Mayor Brian Bowman is playing a "shell game" with Winnipeggers, Wyatt said.
"Why isn't the mayor and why isn't the chair of finance, Coun. Morantz, being frank and upfront with the citizens of Winnipeg and saying exactly what they are using the money for instead of trying to hide it," Wyatt said.
The mayor promised the 25 per cent increase in frontage fees would pay to repair bridges, but the money will be spent on balancing the budget, Wyatt said.
Wyatt said there's also a problem when it comes to the 2.3 per cent increase in property taxes. The added funds are supposed to go toward fixing Winnipeg's roads and rapid transit, but Wyatt said the budget says otherwise.
Winnipeg is spending $105 million on roads in this year's budget, which is only $2 million more than last year, Wyatt said. The increase should be closer to $10 million to be in line with the two per cent increase in property taxes. Wyatt believes the difference in funds is also being used to balance the budget.
Mayor Brian Bowman and finance committee chair Marty Morantz refute Wyatt's claims. They say both the property tax and frontage levy increase will go to paying for infrastructure.
This year's proposed budget represents a record investment into the regional and local street renewal, said Bowman.
CBC News asked city officials for clarification on funding for new infrastructure.
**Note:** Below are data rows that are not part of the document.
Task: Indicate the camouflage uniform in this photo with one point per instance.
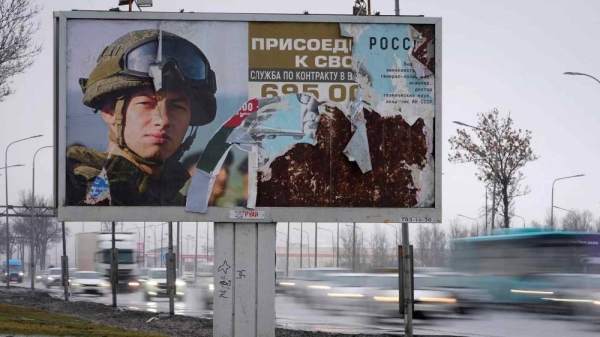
(128, 184)
(131, 63)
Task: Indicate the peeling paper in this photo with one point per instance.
(100, 190)
(358, 146)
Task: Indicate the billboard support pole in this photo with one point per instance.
(354, 247)
(244, 280)
(316, 245)
(287, 253)
(113, 265)
(301, 236)
(196, 254)
(171, 272)
(407, 276)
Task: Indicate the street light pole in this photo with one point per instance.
(6, 191)
(282, 233)
(521, 218)
(196, 255)
(582, 74)
(308, 244)
(476, 222)
(552, 204)
(564, 209)
(31, 236)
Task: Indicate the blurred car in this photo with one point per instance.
(207, 291)
(41, 276)
(341, 293)
(188, 277)
(300, 282)
(143, 275)
(52, 277)
(568, 294)
(88, 282)
(156, 285)
(279, 277)
(428, 302)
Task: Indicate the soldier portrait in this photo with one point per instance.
(154, 90)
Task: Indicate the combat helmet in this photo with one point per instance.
(156, 58)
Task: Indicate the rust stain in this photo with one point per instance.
(322, 176)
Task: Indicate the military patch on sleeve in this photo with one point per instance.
(99, 191)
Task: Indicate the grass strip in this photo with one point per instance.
(27, 321)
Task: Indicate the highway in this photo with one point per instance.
(294, 315)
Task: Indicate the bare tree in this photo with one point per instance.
(547, 222)
(578, 221)
(18, 25)
(346, 249)
(45, 230)
(380, 248)
(430, 246)
(458, 230)
(499, 153)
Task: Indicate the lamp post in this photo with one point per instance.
(155, 244)
(6, 191)
(552, 205)
(581, 74)
(476, 222)
(207, 250)
(307, 242)
(524, 225)
(284, 236)
(31, 237)
(564, 209)
(332, 255)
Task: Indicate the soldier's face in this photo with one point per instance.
(155, 125)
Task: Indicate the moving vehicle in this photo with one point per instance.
(15, 269)
(383, 295)
(88, 282)
(156, 285)
(94, 253)
(519, 266)
(52, 277)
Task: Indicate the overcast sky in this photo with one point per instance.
(508, 54)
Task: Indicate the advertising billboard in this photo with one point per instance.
(248, 117)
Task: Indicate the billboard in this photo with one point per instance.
(248, 117)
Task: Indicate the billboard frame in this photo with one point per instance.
(223, 214)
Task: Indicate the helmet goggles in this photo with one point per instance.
(191, 62)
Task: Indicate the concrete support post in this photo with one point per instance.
(407, 275)
(244, 280)
(114, 271)
(171, 272)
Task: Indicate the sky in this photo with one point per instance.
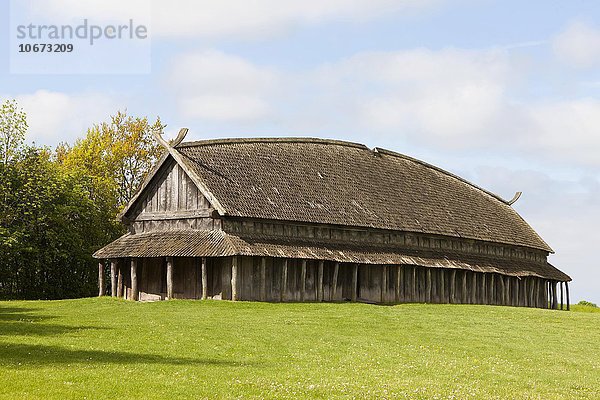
(503, 93)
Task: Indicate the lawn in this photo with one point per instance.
(109, 348)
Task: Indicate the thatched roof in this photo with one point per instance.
(341, 183)
(190, 243)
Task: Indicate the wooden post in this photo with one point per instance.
(320, 281)
(100, 279)
(354, 294)
(170, 277)
(133, 272)
(283, 293)
(443, 298)
(120, 280)
(561, 295)
(464, 297)
(263, 278)
(453, 286)
(384, 284)
(414, 285)
(113, 278)
(204, 279)
(336, 267)
(428, 286)
(234, 273)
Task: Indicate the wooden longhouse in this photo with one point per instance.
(322, 220)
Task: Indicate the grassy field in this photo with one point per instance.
(108, 348)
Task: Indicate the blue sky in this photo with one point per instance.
(504, 93)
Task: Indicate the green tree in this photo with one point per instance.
(117, 154)
(13, 126)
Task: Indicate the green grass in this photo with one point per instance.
(108, 348)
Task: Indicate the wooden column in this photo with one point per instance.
(336, 268)
(263, 279)
(354, 294)
(234, 274)
(133, 272)
(282, 295)
(100, 279)
(428, 286)
(383, 284)
(414, 285)
(113, 278)
(443, 298)
(453, 286)
(561, 295)
(204, 279)
(320, 281)
(170, 277)
(120, 279)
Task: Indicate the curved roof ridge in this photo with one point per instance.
(298, 139)
(431, 166)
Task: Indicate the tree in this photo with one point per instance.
(13, 126)
(117, 154)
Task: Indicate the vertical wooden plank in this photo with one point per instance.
(383, 284)
(414, 285)
(443, 298)
(133, 273)
(234, 278)
(428, 286)
(282, 295)
(100, 279)
(354, 282)
(320, 281)
(204, 279)
(113, 278)
(120, 279)
(453, 286)
(336, 268)
(303, 280)
(263, 279)
(398, 282)
(169, 278)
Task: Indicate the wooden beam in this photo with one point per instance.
(100, 279)
(453, 286)
(234, 278)
(133, 273)
(120, 280)
(354, 294)
(204, 279)
(113, 278)
(561, 295)
(169, 261)
(303, 280)
(320, 281)
(263, 279)
(383, 284)
(428, 286)
(282, 295)
(336, 268)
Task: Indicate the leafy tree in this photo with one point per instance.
(117, 154)
(13, 126)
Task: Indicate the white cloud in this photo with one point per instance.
(578, 45)
(212, 85)
(229, 18)
(55, 117)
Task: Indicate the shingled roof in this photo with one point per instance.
(342, 183)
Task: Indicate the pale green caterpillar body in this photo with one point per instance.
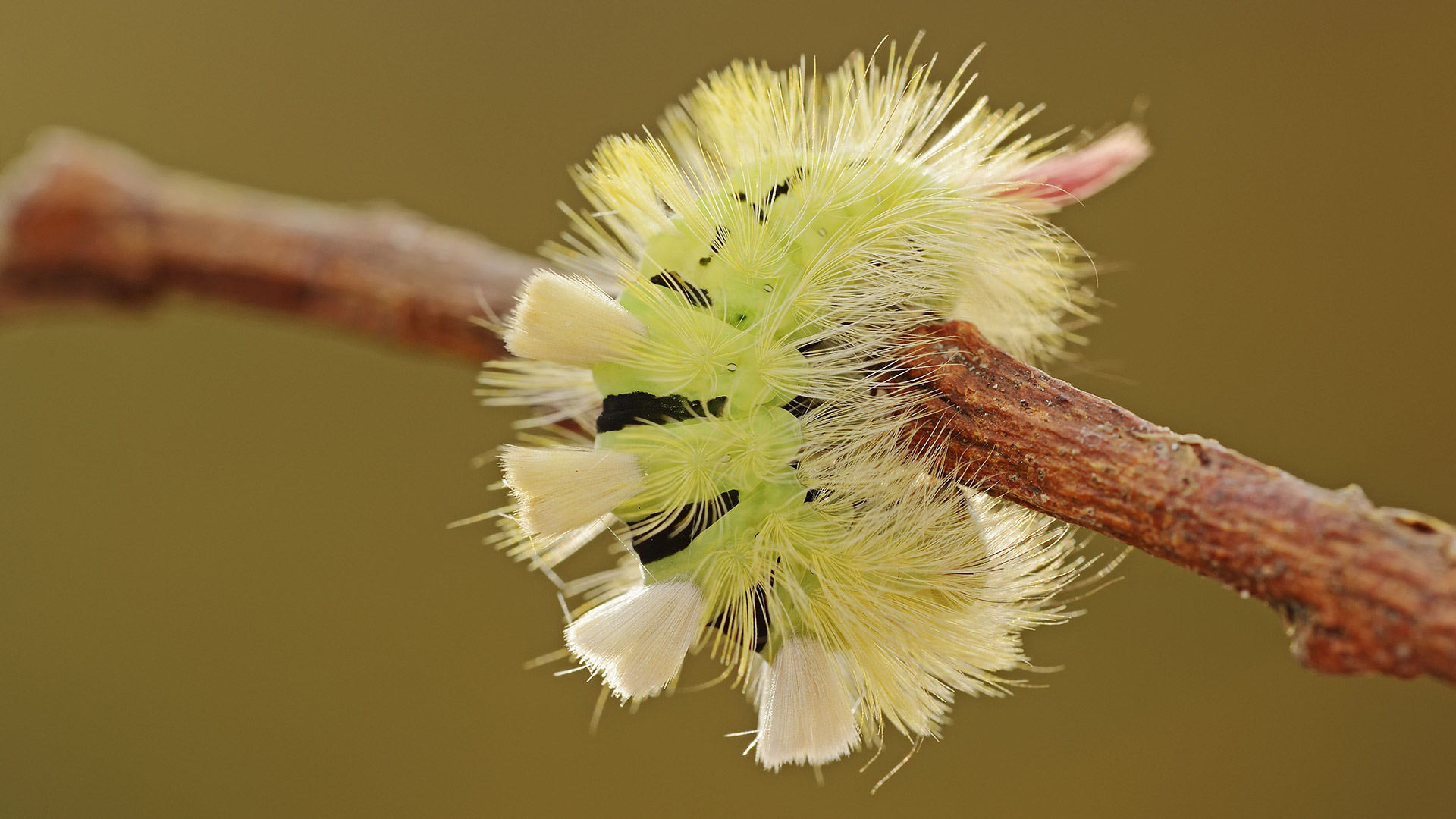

They responded with the following:
"One, this year (2016) the city is financing road renewal through cash, not debt and two, of the cumulative $11 million in efficiency savings identified this year, $6.5 million started last year."
"Over $13 million of debt has been eliminated as a financing source. This is being made up by cash from the property tax increase."
City officials say you can't add the cumulative total $11 million in efficiency savings because that represents a cumulative amount for 2016, $6.5 million of which began in 2015.